Takeaway of the week is the smart job seeker never discards an opportunity to network, learn and impress, whether it’s an industry event or a chance meeting with a peer. On other fronts, more good news forecast on the IT job front with the ever-conjoined dose of not-so-great news in tow.
IT Conference as Career Builder
With the right amount of planning and effort, participation in IT events can become a valuable asset in a prospective job seeker’s portfolio.
As networking and social media take on ever more significance, career coaches and experienced IT professionals tout the proper use of one’s time at an IT conference as a veritable career goldmine, according to a recent article in CIO.com.
Experts suggest a series of steps to maximize the use of such industry events.
- Know your purpose - zero in on what’s pertinent to your goals.
- Do homework in advance - target attendees, topics prior and schedule time for seminars, one-on-ones and the right colleagues to handle introductions to peers.
- Network the right way - think of networking as building and maintaining connections, not just handing out business cards.
- Put yourself out there - put away the smartphone and become truly engaged in the event.
- Create your own opportunities - don’t limit the learning to training sessions.
- Recap and reach out - share what you learned with others, stay connected.
As the experts say, it’s easy enough to attend conferences.
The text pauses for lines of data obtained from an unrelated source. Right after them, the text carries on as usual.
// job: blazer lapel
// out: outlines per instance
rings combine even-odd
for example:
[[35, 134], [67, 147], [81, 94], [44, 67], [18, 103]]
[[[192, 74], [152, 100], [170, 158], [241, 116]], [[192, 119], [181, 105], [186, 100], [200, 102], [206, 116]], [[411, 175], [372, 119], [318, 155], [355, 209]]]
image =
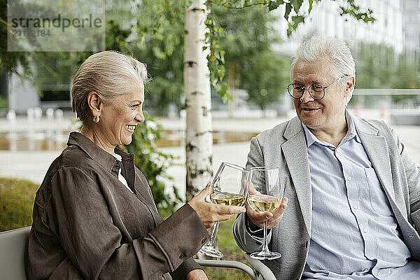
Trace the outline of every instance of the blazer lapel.
[[298, 118], [290, 120], [284, 136], [288, 140], [281, 145], [281, 150], [295, 186], [307, 230], [310, 234], [312, 213], [311, 176], [304, 132]]
[[354, 117], [354, 119], [356, 129], [388, 200], [395, 201], [396, 197], [391, 174], [391, 162], [385, 138], [378, 136], [378, 130], [361, 119], [356, 117]]

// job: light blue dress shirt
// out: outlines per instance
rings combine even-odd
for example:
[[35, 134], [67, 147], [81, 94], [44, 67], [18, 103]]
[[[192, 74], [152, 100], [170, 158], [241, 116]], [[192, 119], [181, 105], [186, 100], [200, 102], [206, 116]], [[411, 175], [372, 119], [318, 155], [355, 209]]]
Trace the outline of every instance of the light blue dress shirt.
[[338, 147], [303, 125], [312, 189], [312, 225], [302, 279], [420, 279], [395, 216], [346, 111]]

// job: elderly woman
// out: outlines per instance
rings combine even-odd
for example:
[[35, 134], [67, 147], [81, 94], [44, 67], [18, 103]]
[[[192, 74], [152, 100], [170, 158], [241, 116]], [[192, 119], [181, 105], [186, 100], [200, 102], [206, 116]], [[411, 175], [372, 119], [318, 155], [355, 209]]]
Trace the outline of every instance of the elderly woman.
[[52, 162], [34, 206], [29, 279], [206, 279], [191, 258], [206, 227], [244, 212], [204, 202], [207, 186], [165, 220], [127, 145], [144, 120], [146, 65], [105, 51], [89, 57], [73, 80], [83, 122]]

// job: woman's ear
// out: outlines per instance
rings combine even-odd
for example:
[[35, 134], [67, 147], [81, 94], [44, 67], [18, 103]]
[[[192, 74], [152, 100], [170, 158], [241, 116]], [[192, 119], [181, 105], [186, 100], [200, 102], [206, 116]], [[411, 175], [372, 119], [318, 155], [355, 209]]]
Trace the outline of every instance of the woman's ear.
[[349, 77], [346, 78], [344, 80], [344, 96], [348, 97], [354, 90], [354, 85], [356, 84], [356, 78]]
[[88, 94], [88, 106], [90, 109], [92, 115], [94, 117], [101, 115], [103, 104], [96, 92], [90, 92]]

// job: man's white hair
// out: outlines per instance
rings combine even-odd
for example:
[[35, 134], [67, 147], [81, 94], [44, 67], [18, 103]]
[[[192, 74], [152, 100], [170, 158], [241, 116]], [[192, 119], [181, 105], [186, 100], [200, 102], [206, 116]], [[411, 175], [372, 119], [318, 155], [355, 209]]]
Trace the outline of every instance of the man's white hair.
[[[346, 78], [354, 77], [356, 79], [354, 59], [346, 43], [337, 38], [321, 36], [313, 36], [298, 48], [293, 57], [290, 79], [293, 80], [293, 67], [298, 59], [311, 62], [325, 57], [329, 58], [330, 73], [335, 78], [346, 76], [341, 80], [343, 87]], [[346, 99], [346, 104], [350, 102], [352, 95], [353, 90]]]

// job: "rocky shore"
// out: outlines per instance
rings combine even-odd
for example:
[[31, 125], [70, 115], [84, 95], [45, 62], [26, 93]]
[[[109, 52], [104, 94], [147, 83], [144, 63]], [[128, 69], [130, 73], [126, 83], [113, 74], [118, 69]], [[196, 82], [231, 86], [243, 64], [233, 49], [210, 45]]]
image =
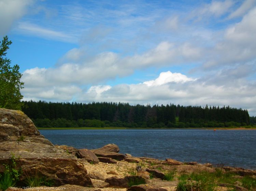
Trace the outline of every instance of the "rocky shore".
[[[10, 165], [14, 159], [15, 168], [22, 170], [15, 187], [6, 190], [174, 191], [178, 190], [181, 175], [218, 171], [232, 173], [239, 180], [245, 176], [256, 178], [255, 170], [137, 157], [119, 151], [113, 144], [91, 150], [54, 145], [40, 134], [22, 111], [0, 108], [0, 174], [3, 174], [6, 165]], [[24, 184], [28, 177], [39, 176], [52, 185], [32, 188]], [[239, 180], [234, 184], [216, 182], [216, 190], [249, 190]], [[200, 184], [189, 178], [184, 186], [192, 188], [192, 185]]]

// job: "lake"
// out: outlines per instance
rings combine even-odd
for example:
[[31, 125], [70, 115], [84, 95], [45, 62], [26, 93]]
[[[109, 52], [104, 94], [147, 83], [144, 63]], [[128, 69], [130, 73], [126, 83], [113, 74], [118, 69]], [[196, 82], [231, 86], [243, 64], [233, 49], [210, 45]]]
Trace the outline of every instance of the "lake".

The hard work is putting in the time wisely to make sure you stand out from the others in the field.
IT Services Spending To Rise Before a Fall
A new multi-year forecast offers both good news and bad news for the likelihood of greater spending on IT services contracts.
Increased spending on the IT workforce is predicted to peak of $40.8 billion in 2013, before an expected backslide in the years to follow, so says a new forecast by Deltek, a research firm on the government contract market.
A recent article in the Washington Post credited increased cybersecurity spending, cloud computing and data center consolidation for the spending increase as well as less funding for IT contracts in the long term.
Mature cloud computing technologies and successful data center consolidation will provide needed IT savings along with a finale to the market’s recent growth, the article notes.
Today’s competition for a slice of the IT services market is utterly competitive with a rather surprising competitor - the federal IT workforce. The government’s technical workforce grew nearly 15 percent from 2006 to 2010 while contract spending grew 35 percent over the same time period, according to Deltek data.
That growth is unlikely to continue. Both the U.S. Congress and the current administration has made a reduced federal workforce a priority, along with plans to cut the number of IT services contracts.
Health IT Industry Shows Growth and Promise
The health of the healthcare IT industry itself is in great shape based on strides made in the past year, one national figure recently noted.
With great gains in the adoption of electronic health records and more steam gathered in the movement to better, more secure sharing of health data, national health IT coordinator Dr. Farzad Mostashari called 2011 “a year of momentous progress,” in a recent InformationWeek item.
Mostashari cited on his official blog, on which the article is based, that the marketplace for certified products has grown steadily and interest in Meaningful Use electronic health records (EHRs) incentive program among healthcare provides continues to accelerate, both key momentum shifters for the industry. Highlighting his personal list of top 10 developments in health IT in 2011, Mostashari said more than 20,000 professionals and 1,200 hospitals have already received their incentive payments from the federal services division.
According to the annual Centers for Disease Control and Prevention (CDC) survey of ambulatory EHR usage, adoption of electronic health records continues to build since the the passage of the Health Information Technology for Economic and Clinical Health (HITECH) Act in 2009. Figures showed that 34 percent of office-based physicians had adopted a basic EHR by 2011, double the number from 2008.
Data Entry, Coding and Android Top Year-End Job Trends
If your job skills include programming, data entry and/or Android experience, consider yourself a hot online commodity, according to latest findings of one outsourcing marketplace.
The Freelancer Fast 50, provided by Freelancer.com, lists those among its 50 fastest growing online job categories for the final quarter of 2011.
The Fast 50 details the fastest moving job categories quarterly as well as accounting of jobs being done over the Internet, according to the eWeek report.
Findings indicate that software development positions are up overall, with a strong increase in C++, Java, .NET and PHP.
In the final quarter of last year, 134,820 jobs were posted on the site, up from 114,000 jobs during the previous quarter.
“The sophistication and nature of jobs continues to amaze us as we see jobs outsourced in areas as diverse as astrophysics, genetic engineering and industrial design,” said Freelancer.com CEO Matt Barrie, in a statement.
Jobs specifically for Android rose 33 percent in the quarter, while the number of data entry jobs leaped more than 50 percent as well.
Officials with the firm did note that cloud computing, while a growing trend, didn’t show a significant enough number of jobs to register on the Fast 50 list.